Ia bersandar pada dinding sambil meneguk es lemon yang baru saja dibuatnya. Tiba – tiba perempuan di seberangnya melemparkan pensil dan telak mengenai kepalanya. “Aw! Kenapa kau melemparku dengan pensil?” gerutu gadis itu sambil mengusap kepalanya. Gadis yang diseberangnya tadi merangkak mendekatinya dan menyodorkan secarik kertas yang ia temukan tadi.
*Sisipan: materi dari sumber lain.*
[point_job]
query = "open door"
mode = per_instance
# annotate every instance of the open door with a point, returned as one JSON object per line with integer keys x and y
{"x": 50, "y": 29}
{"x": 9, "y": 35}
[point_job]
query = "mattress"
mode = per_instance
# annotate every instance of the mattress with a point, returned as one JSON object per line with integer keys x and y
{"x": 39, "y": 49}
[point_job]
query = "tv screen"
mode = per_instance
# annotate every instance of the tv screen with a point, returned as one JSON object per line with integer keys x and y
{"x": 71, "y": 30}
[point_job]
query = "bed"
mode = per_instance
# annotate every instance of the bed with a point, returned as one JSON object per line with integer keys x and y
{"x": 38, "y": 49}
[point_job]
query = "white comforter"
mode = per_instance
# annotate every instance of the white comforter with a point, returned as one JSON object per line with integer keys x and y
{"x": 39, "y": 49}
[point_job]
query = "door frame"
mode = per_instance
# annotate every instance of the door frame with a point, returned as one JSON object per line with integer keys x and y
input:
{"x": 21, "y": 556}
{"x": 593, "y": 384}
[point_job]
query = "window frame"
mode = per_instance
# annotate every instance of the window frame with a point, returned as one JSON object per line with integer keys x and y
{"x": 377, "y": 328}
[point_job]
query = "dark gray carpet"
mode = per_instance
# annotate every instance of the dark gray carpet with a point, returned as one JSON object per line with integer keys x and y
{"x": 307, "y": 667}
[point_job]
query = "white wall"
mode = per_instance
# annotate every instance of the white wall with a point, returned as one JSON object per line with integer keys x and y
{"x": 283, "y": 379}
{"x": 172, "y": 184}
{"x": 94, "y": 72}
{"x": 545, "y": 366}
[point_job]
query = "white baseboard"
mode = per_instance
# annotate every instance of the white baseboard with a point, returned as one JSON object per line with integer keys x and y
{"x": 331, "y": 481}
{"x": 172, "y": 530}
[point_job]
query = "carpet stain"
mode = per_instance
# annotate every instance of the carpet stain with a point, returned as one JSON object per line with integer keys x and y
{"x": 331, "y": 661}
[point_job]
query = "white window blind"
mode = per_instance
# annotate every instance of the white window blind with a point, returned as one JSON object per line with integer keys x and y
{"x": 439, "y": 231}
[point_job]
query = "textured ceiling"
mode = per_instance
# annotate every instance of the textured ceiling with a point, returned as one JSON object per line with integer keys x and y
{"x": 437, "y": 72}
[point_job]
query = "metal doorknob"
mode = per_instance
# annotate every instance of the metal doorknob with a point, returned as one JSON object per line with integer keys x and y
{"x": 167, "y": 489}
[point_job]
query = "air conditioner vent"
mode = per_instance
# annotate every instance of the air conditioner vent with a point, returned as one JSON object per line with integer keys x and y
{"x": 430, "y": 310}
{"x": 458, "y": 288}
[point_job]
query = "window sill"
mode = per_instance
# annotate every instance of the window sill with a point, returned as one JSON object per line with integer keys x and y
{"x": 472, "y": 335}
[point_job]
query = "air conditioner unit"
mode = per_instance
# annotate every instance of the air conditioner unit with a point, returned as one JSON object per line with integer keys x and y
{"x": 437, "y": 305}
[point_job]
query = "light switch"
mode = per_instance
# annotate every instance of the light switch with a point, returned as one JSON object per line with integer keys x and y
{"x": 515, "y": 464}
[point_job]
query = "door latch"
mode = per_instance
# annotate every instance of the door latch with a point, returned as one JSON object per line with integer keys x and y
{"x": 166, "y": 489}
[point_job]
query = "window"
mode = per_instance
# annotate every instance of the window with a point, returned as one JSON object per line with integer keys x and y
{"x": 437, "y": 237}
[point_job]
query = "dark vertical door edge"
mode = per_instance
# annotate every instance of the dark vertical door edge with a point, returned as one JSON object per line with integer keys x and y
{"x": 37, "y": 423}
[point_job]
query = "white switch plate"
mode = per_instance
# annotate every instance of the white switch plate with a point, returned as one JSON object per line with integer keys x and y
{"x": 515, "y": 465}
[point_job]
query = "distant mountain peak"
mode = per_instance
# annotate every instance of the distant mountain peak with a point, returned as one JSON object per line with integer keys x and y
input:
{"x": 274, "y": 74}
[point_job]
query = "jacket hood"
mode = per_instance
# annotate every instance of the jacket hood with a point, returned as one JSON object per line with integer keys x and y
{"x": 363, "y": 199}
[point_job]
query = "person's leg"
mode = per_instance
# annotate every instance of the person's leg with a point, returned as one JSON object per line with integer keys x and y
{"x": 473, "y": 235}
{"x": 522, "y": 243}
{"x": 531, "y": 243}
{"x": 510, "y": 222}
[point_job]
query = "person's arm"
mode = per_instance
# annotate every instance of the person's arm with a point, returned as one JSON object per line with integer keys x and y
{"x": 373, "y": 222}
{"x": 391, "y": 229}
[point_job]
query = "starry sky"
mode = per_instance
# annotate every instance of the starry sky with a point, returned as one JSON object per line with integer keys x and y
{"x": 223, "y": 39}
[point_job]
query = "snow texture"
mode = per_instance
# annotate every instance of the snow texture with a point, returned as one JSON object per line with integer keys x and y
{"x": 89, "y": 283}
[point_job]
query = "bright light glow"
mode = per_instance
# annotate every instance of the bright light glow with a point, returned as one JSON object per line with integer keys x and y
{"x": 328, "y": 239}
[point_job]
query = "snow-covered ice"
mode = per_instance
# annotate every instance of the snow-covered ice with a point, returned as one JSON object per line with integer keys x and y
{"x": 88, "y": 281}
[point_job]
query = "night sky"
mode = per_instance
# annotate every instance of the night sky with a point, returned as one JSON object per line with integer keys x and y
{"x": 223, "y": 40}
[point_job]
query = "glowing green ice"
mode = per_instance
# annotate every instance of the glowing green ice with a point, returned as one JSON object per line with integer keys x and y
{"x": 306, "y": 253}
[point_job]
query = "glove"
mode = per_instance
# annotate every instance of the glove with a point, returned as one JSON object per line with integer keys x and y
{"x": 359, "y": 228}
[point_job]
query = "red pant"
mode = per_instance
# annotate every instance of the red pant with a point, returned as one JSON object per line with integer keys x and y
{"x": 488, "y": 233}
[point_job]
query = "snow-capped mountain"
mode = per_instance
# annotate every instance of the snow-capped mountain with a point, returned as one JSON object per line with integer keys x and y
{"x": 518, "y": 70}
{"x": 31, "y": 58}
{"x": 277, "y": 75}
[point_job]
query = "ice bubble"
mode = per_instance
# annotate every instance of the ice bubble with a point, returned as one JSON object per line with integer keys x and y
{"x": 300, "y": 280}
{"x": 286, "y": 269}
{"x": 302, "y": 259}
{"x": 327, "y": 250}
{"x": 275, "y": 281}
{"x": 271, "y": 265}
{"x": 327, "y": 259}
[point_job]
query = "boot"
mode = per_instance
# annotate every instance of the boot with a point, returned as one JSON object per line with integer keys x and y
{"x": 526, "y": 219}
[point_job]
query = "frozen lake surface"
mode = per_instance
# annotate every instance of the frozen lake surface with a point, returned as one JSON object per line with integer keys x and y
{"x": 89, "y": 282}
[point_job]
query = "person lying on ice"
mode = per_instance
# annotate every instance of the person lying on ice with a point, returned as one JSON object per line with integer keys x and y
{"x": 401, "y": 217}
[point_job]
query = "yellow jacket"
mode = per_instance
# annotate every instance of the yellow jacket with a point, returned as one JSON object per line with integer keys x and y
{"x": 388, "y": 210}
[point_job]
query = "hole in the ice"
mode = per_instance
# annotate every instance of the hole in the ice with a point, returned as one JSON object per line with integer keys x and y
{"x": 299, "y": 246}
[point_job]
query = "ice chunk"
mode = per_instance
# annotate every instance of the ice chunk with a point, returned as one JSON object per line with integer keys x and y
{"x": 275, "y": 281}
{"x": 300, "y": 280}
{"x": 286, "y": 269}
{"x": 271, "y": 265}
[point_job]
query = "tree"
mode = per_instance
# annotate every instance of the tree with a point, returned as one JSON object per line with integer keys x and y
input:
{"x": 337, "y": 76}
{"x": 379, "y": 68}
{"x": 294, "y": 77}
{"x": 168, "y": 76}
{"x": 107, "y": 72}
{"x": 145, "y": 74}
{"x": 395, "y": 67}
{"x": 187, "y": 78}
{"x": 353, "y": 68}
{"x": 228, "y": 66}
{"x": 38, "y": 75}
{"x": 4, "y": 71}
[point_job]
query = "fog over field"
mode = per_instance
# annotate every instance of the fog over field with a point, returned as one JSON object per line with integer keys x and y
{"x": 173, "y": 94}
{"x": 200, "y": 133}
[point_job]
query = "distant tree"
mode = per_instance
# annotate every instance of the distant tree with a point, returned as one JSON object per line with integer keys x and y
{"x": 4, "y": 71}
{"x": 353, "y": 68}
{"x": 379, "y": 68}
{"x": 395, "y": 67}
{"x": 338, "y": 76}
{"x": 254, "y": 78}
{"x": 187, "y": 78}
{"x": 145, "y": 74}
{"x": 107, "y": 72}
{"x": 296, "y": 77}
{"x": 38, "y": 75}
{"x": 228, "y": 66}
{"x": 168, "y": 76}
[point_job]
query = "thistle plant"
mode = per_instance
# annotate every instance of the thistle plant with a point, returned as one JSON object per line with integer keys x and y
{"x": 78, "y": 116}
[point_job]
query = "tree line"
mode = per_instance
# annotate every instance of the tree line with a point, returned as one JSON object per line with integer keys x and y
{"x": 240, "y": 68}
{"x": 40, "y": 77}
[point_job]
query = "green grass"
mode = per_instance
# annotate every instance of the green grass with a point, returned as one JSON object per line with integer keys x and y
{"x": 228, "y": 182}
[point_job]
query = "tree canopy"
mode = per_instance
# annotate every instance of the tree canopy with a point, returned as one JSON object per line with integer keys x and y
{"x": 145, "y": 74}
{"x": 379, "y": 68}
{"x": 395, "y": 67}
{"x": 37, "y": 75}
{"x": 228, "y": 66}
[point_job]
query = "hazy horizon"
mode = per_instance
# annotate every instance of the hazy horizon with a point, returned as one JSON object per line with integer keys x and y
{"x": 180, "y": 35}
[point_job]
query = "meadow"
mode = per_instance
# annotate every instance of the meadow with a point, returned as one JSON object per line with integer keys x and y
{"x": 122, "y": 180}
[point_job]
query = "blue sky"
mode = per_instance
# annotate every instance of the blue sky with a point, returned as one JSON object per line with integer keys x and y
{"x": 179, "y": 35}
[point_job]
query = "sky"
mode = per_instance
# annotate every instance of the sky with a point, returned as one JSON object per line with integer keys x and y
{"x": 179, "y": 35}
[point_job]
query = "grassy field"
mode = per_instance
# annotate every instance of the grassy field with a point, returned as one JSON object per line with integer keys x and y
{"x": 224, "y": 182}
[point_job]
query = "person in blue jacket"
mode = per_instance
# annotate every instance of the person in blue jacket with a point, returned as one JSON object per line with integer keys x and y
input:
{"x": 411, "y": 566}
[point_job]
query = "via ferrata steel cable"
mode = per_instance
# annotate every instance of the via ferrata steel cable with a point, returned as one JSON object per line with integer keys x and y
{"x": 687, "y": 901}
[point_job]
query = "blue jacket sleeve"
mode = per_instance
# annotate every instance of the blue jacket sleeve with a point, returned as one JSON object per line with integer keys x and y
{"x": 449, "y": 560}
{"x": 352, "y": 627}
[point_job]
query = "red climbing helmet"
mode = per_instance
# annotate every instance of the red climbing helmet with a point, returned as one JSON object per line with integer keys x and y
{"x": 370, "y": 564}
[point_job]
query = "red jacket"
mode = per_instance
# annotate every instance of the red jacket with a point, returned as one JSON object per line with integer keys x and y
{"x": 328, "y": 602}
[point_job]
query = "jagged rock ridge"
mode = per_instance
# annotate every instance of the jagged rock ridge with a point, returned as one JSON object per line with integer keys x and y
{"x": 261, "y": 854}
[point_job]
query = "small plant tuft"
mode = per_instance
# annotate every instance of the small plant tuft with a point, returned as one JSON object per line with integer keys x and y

Gadis yang dihadapannya sesaat menatapnya dan menerima kertas tersebut.

“Kau menemukannya darimana ?” tanya gadis yang mengenakan bando putih.

“Disana,” jawabnya sambil menunjuk kearah tumpukan buku lama yang baru saja mereka bongkar bersama. “Siapa yang memberikan ini?” tanya gadis yang diikat satu.

“Kau tidak perlu tau,” jawab gadis berbando yang kembali meneguk es lemonnya.

“Park Sebin!” seru gadis berkucir satu tadi dengan frustasi. Keduanya saling bertatapan seakan seseorang yang sedang berdiri didepan cermin dan menatap bayangannya yang terpantul di cermin. Namun nyatanya mereka adalah kembar. Kembar identik.

“Tak ada gunanya lagi jika aku mengatakannya padamu, Yebin! Sudah lima tahun yang lalu!” gertak gadis berbando tadi dengan kesal.

“Kau bahkan tak menceritakannya pada kakakmu sendiri,” keluh Park Yebin yang mundur beberapa langkah dan duduk bersila.

Park Sebin melirik sesaat dan mendengus sebal. “Kakak? Hanya berbeda 6 menit kau mengklaim dirimu sebagai kakak,” umpatnya meremehkan. Yebin yang sudah mengambil ancang – ancang untuk melempar pensil lagi kearah adik kembarnya di tariknya kembali.

Yebin kembali merangkak dan duduk disamping adik kembarnya. Ia memainkan ujung rambut adiknya meski Sebin mengelaknya. “Katakanlah padaku apa yang terjadi sebenarnya, Sebinah …” pintanya pelan.

Sebin melirik tajam kearah kakak kembarnya dan menggerutu pelan. “Ya Tuhan… mengapa kau menciptakanku untuk satu rahim bersama bocah satu ini?”

“Ceritakan. Siapa dia? Apa dia …. Kim Kibum?” tebak Yebin. Sebin terdiam dan kembali meneguk es lemonnya.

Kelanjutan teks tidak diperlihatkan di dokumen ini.